La demande est cependant rejetée au fond en raison de l’office du juge de l’évidence. La cour rappelle que « le juge des référés ne peut statuer sur l’existence d’une faute, d’un préjudice et d’un lien de causalité entre les deux ». La prétention n’était pas formulée en provision, mais en réparation intégrale. La voie était donc inadaptée, la discussion impliquant une appréciation au fond, étrangère à l’office du référé.

B. La provision sur arriéré, l’indemnité d’occupation et le refus des délais de paiement
Sur le quantum, la cour mobilise utilement l’outil provisionnel. Elle rappelle que « Selon l’article 835 du code de procédure civile, dans le cas où l’existence de l’obligation n’est pas sérieusement contestable, le juge des contentieux de la protection peut accorder une provision au créancier ». Après déduction de frais non justifiés, elle fixe une provision actualisée, intérêts à l’appui, ce qui reflète une méthode de liquidation prudente et contrôlée.

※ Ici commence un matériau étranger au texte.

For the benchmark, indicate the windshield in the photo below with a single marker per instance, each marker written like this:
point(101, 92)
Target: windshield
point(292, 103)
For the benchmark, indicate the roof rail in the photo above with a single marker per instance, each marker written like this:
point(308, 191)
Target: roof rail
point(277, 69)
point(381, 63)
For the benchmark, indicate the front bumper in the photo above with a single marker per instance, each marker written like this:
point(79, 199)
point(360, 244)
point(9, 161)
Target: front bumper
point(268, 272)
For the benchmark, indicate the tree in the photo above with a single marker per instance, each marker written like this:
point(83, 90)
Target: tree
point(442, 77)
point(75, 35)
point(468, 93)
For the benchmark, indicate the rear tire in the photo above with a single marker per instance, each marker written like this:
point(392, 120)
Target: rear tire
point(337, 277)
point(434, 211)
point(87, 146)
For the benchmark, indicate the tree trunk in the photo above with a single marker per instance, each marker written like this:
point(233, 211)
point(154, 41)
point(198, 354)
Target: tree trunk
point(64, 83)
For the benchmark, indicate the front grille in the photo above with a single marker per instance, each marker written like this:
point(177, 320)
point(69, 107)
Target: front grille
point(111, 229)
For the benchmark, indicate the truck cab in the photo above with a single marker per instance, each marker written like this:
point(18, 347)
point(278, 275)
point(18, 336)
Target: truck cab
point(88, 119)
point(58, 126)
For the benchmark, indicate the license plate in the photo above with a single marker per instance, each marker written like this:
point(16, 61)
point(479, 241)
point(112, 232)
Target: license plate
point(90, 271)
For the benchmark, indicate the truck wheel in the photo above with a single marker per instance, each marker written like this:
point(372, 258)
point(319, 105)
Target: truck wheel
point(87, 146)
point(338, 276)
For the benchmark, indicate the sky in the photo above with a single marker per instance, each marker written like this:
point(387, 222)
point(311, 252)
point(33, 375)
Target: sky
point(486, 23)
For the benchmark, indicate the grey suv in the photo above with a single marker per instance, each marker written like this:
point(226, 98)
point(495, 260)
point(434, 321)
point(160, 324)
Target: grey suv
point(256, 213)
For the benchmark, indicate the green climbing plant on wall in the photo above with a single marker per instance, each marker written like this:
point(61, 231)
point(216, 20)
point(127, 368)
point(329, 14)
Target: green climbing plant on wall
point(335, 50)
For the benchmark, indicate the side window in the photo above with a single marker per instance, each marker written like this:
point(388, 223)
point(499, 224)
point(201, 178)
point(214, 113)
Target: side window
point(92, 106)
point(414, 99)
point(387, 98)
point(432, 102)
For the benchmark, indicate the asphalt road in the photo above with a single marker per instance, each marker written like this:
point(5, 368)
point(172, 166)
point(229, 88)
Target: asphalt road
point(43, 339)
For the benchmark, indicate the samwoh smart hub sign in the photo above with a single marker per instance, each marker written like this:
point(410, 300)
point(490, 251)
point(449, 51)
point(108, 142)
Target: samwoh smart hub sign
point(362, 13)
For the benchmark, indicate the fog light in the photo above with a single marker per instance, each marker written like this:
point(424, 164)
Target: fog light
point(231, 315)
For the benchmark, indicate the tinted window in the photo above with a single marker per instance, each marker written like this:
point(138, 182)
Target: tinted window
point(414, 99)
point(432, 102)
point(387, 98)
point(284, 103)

S’agissant des délais, la cour énonce « Selon l’article 24 V de la loi du 6 juillet 1989, […] à la condition que le locataire soit en situation de régler sa dette locative et qu’il ait repris le versement intégral du loyer courant avant la date de l’audience ». Elle constate que « Les appelants ne justifient pas être en capacité d’apurer leur dette dans le délai légal ». Le refus des délais s’aligne sur le texte réformé, qui subordonne cet aménagement à une capacité financière objective et à la reprise préalable des loyers courants.

L’ensemble compose une réponse cohérente sur les accessoires financiers du litige. La provision s’ajuste à l’état du compte, l’indemnité d’occupation se substitue normalement au loyer, et les délais demeurent fermés en l’absence d’éléments probants sur la solvabilité et la reprise des versements.